HTTPS, the lock icon in the address bar, an encrypted website connection—it’s known as many things. While it was once reserved primarily for passwords and other sensitive data, the entire web is gradually leaving HTTP behind and switching to HTTPS.
The “S” in HTTPS stands for “Secure”. It’s the secure version of the standard “hypertext transfer protocol” your web browser uses when communicating with websites.
How HTTP Puts You At Risk
When you connect to a website with regular HTTP, your browser looks up the IP address that corresponds to the website, connects to that IP address, and assumes it’s connected to the correct web server. Data is sent over the connection in clear text. An eavesdropper on a Wi-Fi network, your internet service provider, or government intelligence agencies, or phishers can see the web pages you’re visiting and the data you’re transferring back and forth.
There are big problems with this. For one thing, there’s no way to verify you’re connected to the correct website. Maybe you think you accessed your bank’s website, but you’re on a compromised network that’s redirecting you to an impostor website (the similar situation can be with some e-Stores on the Web). Passwords and credit card numbers should never be sent over an HTTP connection, or an eavesdropper could easily steal them.
These problems occur because HTTP connections are not encrypted. But HTTPS connections are.
How HTTPS Encryption Protects You
HTTPS is much more secure than HTTP. When you connect to an HTTPS-secured server—secure sites like your bank’s (or many others popular websites) will automatically redirect you to HTTPS—your web browser checks the website’s security certificate and verifies it was issued by a legitimate certificate authority. This helps you ensure that, if you see “https://bank.com” in your web browser’s address bar, you’re actually connected to your bank’s real website. The company that issued the security certificate vouches for them. Unfortunately, certificate authorities sometimes issue bad certificates and the system breaks down. Although it isn’t perfect, though, HTTPS is still much more secure than HTTP.
When you send sensitive information over an HTTPS connection, no one can eavesdrop on it in transit. HTTPS is what makes secure online banking and shopping possible.
It also provides additional privacy for normal web browsing, too. For example, Google’s search engine now defaults to HTTPS connections. This means that people can’t see what you’re searching for on Google.com. The same goes for Wikipedia and other sites. Previously, anyone on the same Wi-Fi network would be able to see your searches, as would your Internet service provider.
The presence of HTTPS itself isn’t a guarantee a site is legitimate. Some clever phishers have realized that people look for the HTTPS indicator and lock icon, and may go out of their way to disguise their websites. Other scammers may imitate the lock icon, changing their website’s favicon that appears in the address bar to a lock to try to trick you.
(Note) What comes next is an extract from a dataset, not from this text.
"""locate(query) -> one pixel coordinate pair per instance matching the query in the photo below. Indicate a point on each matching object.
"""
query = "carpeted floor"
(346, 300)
Keep an eye out for these tricks when checking your connection to a website.
Yes, HTTPS is not unbreakable, and the SSL protocol has to evolve constantly as new attacks against it are discovered and squashed. But it is still an impressively robust way of transmitting secret data without caring who sees your messages.
There are of course many implementation details not mentioned here, such as the exact format and order of the handshake messages, abbreviated handshakes to pick up recent sessions without having to renegotiate keys and cipher suites, and the numerous different encryption options available at each stage. The key thing to remember is that whilst HTTPS keeps data safe on the wire to its destination, it in no way protects you (as a user or a developer) against XSS or database leaks or any of the other bad things.
Be happy that it’s got your back, but stay vigilant.